It’s been nearly two months since the unfortunate death of Burt Reynolds, and now, his ex-girlfriend Sally Field is speaking out about their relationship again. The famed actress detailed their partnership in her new memoir, In Pieces, but during a sit-down with This Morning on Tuesday, Oct. 16, she also revealed she couldn’t be herself when she dated the A-lister.

“It was instantaneous and intense and I said we were a perfect match of flaws,” she said of their relationship, which lasted for five years from 1977 until 1982. “We went together very well but not necessarily for the right reasons, it was a pre-formed rut in my road. I say in the book many times if I could have been different would he have been different.”

She then went on to describe how she didn’t act like herself around him. “He was who he was, a man of his time, and needed the women that he was with to represent him in a certain way, but would he have been different if I couldn’t have said ‘Don’t do that, I don’t like that?’ But I couldn’t be myself — I was absent,” Sally added. “I was behaving the way I was taught, that to be loved I had to disappear so I disappeared.”

Even though Sally and Burt both moved on after their split by marrying other people, before Burt died of a heart attack at age 82 in early September, he confessed to the world that Sally was the love of his life during an interview with Today anchor Hoda Kotb. “I was always flattered when he said that,” the 71-year-old said in an interview with Diane Sawyer after Burt’s public claim. “But he was a complicated man. We’d known each other about three days, four days [when we filmed Smokey and the Bandit]. It was instantaneous and four days felt like four years. You can see it in our faces. We were sort of, you know, deeply entangled.” Sally continued, “The nature of it wasn’t just, ‘Oh this is a love affair.’ There was some ingredient between us having to do with my care-taking and him needing to be taken care of.”

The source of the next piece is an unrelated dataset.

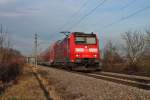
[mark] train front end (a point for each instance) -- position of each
(85, 51)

Sally Field and Burt Reynolds
Getty Images

Burt tragically passed away just a few days before Sally released her memoir — so he never got a chance to read it. “It was kind of horrifying that it was so close, and I certainly never wanted to hurt him more than I already had,” Sally admitted. “I knew this book would hurt him, even though I tried to paint him as the colorful human being that he was so I don’t know. He will always be in my heart and my history. He will never not be there.”